Mirabeth whoops and laughs as I jog back down the strip of grass on the side to the wooden gate before Mom can ask me to stay, and then I hightail it down the street to the Beetle.

I’ve had more fun with Mirabeth in the past two days than I did in the five and a half years since Andrew first got his diagnosis, and I press a big, fat kiss to Mirabeth’s cheek before I drop her in the passenger seat.

“Where to, princess?” I ask, pushing her hair behind her ear, toying with her dangling, faux-diamond earring. Maybe one day I’ll be able to afford to give her real diamonds. She certainly deserves them after all she’s done for me in such a short amount of time.

“Home. I need a nap after that steak,” she says, rubbing her stomach, resting her bouquet on her lap.

“Coming right up,” I say, sneaking in a little pat on her lower belly before I lope around the car and head home, driving a whole three miles per hour above the speed limit.

“How’d it go?” I ask Mirabeth from where I’m lying on the bed, petting Merlin, when she arrives home from her doctor’s appointment.

I wanted to go with her, but she said that would be weird since she was due for her annual exam, whatever that entails.

I was kind of hoping to find out, which she said was even weirder.

She hangs her purse on the hook I attached to the wall beside the front door and kicks off her sandals, lining them up with the rest of our shoes with an eye roll after I raise a brow.

“Got it,” she says, holding up a small lunch sack-type bag with her new birth control prescription, then jumping onto the bed to lie beside me.

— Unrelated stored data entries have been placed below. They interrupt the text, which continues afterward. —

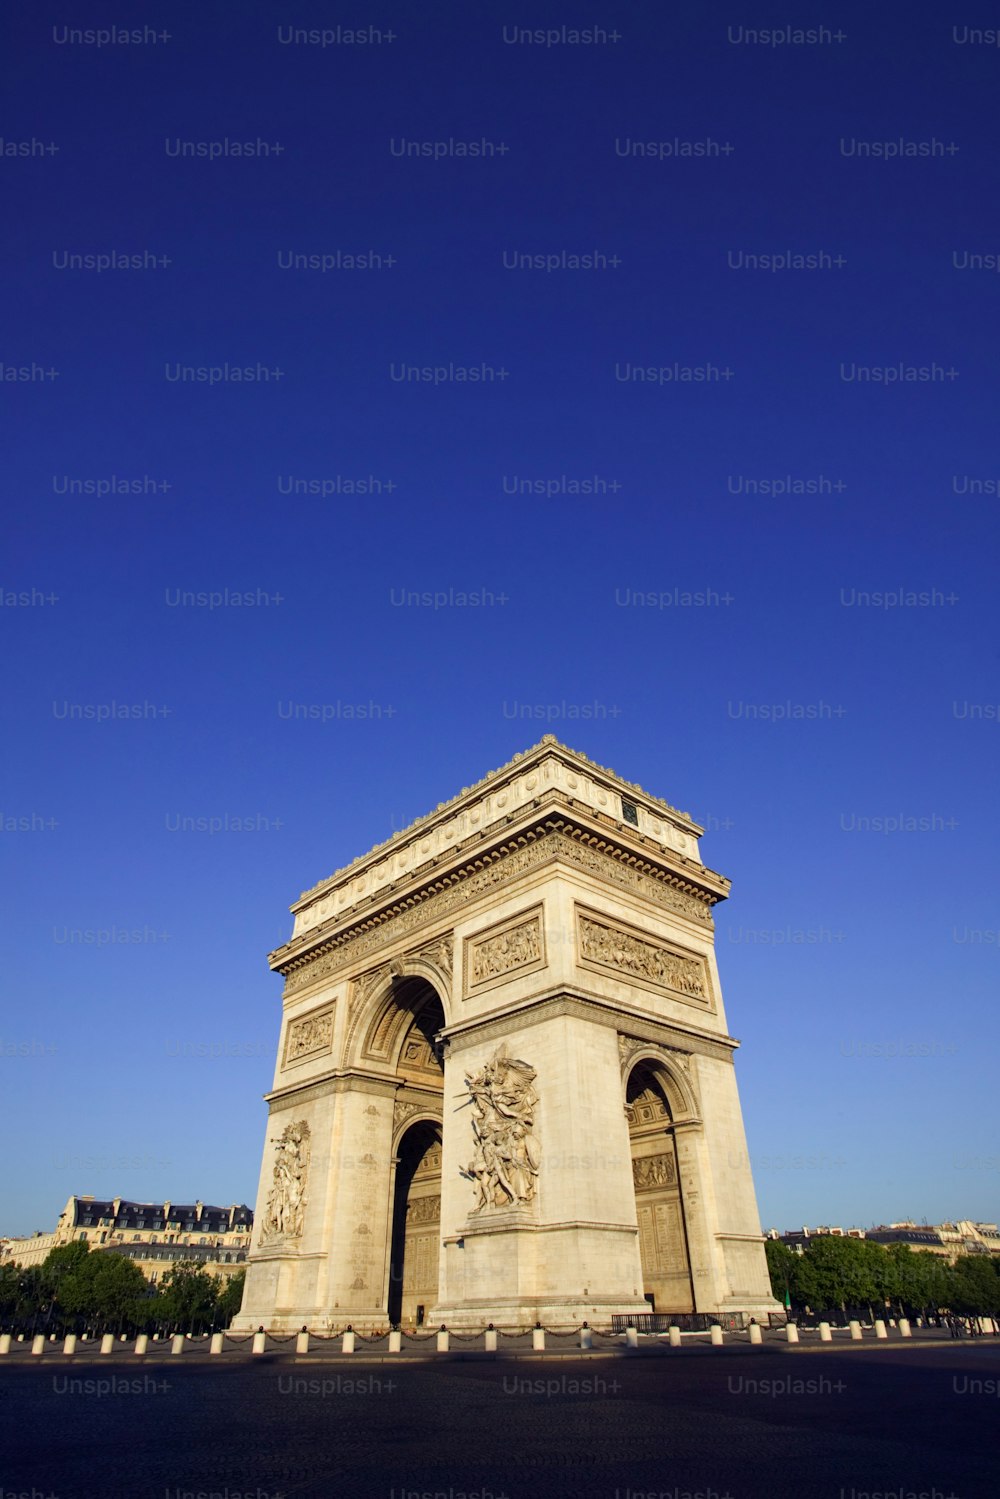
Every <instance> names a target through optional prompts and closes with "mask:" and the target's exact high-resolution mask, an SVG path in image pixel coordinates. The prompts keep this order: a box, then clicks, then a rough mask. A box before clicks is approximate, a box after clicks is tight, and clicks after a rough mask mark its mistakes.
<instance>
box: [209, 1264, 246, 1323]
mask: <svg viewBox="0 0 1000 1499" xmlns="http://www.w3.org/2000/svg"><path fill="white" fill-rule="evenodd" d="M244 1283H246V1270H238V1271H237V1274H235V1276H231V1277H229V1280H228V1282H225V1285H220V1286H219V1295H217V1301H216V1321H217V1324H219V1327H229V1322H231V1321H232V1318H234V1316H235V1315H237V1312H238V1310H240V1307H241V1306H243V1286H244Z"/></svg>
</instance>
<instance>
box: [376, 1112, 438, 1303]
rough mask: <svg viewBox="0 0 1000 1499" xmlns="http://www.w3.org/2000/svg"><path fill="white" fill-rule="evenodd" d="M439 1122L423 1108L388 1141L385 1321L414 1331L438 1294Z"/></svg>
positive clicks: (428, 1112) (433, 1301) (385, 1290)
mask: <svg viewBox="0 0 1000 1499" xmlns="http://www.w3.org/2000/svg"><path fill="white" fill-rule="evenodd" d="M442 1142H444V1136H442V1121H441V1118H439V1117H435V1115H433V1114H432V1112H429V1111H427V1109H420V1111H417V1112H415V1114H412V1115H411V1117H408V1118H406V1120H405V1121H403V1123H402V1124H400V1127H399V1130H397V1132H396V1136H394V1141H393V1163H391V1174H390V1202H388V1265H387V1280H385V1289H384V1300H385V1310H387V1315H388V1319H390V1322H393V1324H403V1325H415V1327H420V1325H421V1324H423V1322H426V1321H427V1313H429V1310H430V1307H432V1306H433V1304H435V1303H436V1300H438V1294H439V1276H441V1150H442Z"/></svg>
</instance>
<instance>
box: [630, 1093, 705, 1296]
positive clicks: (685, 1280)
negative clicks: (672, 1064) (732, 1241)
mask: <svg viewBox="0 0 1000 1499" xmlns="http://www.w3.org/2000/svg"><path fill="white" fill-rule="evenodd" d="M625 1115H627V1118H628V1144H630V1153H631V1168H633V1184H634V1189H636V1217H637V1220H639V1258H640V1261H642V1279H643V1295H645V1297H646V1301H648V1303H649V1309H651V1310H652V1312H693V1310H694V1294H693V1289H691V1264H690V1258H688V1240H687V1231H685V1223H684V1201H682V1196H681V1178H679V1172H678V1153H676V1145H675V1142H673V1120H672V1114H670V1105H669V1102H667V1096H666V1093H664V1090H663V1087H661V1085H660V1082H658V1079H657V1076H655V1073H654V1072H652V1069H651V1067H648V1066H645V1064H643V1063H639V1064H637V1066H636V1067H633V1070H631V1073H630V1078H628V1087H627V1090H625Z"/></svg>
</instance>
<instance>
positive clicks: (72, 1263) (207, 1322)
mask: <svg viewBox="0 0 1000 1499" xmlns="http://www.w3.org/2000/svg"><path fill="white" fill-rule="evenodd" d="M244 1276H246V1271H240V1273H238V1274H235V1276H232V1279H231V1280H225V1279H223V1277H222V1276H210V1274H208V1271H207V1270H204V1267H201V1265H196V1264H193V1262H190V1261H178V1262H177V1264H175V1265H171V1268H169V1270H168V1271H166V1273H165V1276H163V1279H162V1280H160V1282H159V1285H156V1286H154V1285H151V1283H150V1282H148V1280H147V1279H145V1276H144V1274H142V1271H141V1270H139V1267H138V1265H136V1264H135V1261H132V1259H126V1256H124V1255H111V1253H106V1252H100V1250H96V1252H94V1253H93V1255H91V1253H90V1246H88V1244H87V1243H85V1241H81V1240H76V1241H73V1243H72V1244H61V1246H60V1247H58V1249H52V1250H51V1252H49V1253H48V1255H46V1258H45V1264H42V1265H31V1267H28V1268H27V1270H24V1268H21V1267H19V1265H0V1327H1V1328H3V1330H4V1331H10V1333H25V1334H27V1333H31V1334H34V1333H45V1334H52V1333H54V1334H55V1336H64V1334H66V1333H78V1334H79V1333H87V1334H96V1333H117V1334H127V1336H133V1334H136V1333H214V1331H219V1330H220V1328H226V1327H228V1325H229V1322H231V1321H232V1318H234V1316H235V1315H237V1312H238V1310H240V1304H241V1301H243V1280H244Z"/></svg>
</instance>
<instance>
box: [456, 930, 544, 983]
mask: <svg viewBox="0 0 1000 1499" xmlns="http://www.w3.org/2000/svg"><path fill="white" fill-rule="evenodd" d="M540 958H541V931H540V926H538V917H537V916H532V919H531V920H529V922H522V923H520V925H519V926H511V928H510V929H508V931H505V932H499V934H498V935H496V937H487V938H484V941H480V943H477V944H475V946H474V949H472V974H471V979H472V983H486V980H487V979H498V977H499V976H501V974H502V973H510V970H511V968H523V967H525V965H526V964H529V962H538V959H540Z"/></svg>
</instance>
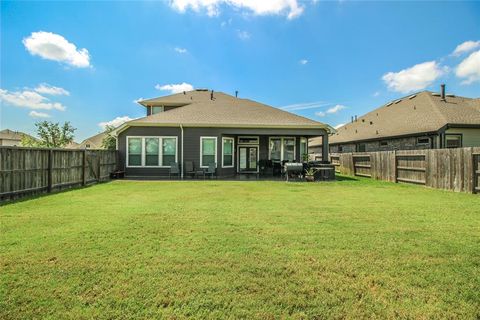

It’s a good thing she did, since we had another close call two nights ago when I had her on her back on the drafting table…

and also last night, when I slipped into her from behind while she was taking off her makeup, having propped her right knee on the vanity.

Her poor pussy has taken a beating over the course of our nine days of wedded bliss, but she hasn’t complained…

much. And now I won’t have to pull out to finish cumming on her stomach or ass any longer.

Although…I might from time to time, if only to rub it into her skin, which I’ve funnily enough come to anticipate.

I roll over on top of Mirabeth and flip her sexy pleated skirt up that she let me pick out for her this morning.

I wiggle until she spreads her legs for me, grinding my growing erection against her panties.

“You know what this means? I can cum deep, deep, deep inside you,” I say, pushing her white T-shirt up to nuzzle my nose between her breasts.

Her tits are just the right size for my palms, her cute nipples already budding in her nude bra.

I lightly nip one, giving it a little lick through the fabric.

When I try to unhook her bra, though, she pushes me away and says with a little giggle, “Hold your horses, mister. It doesn’t work that fast.”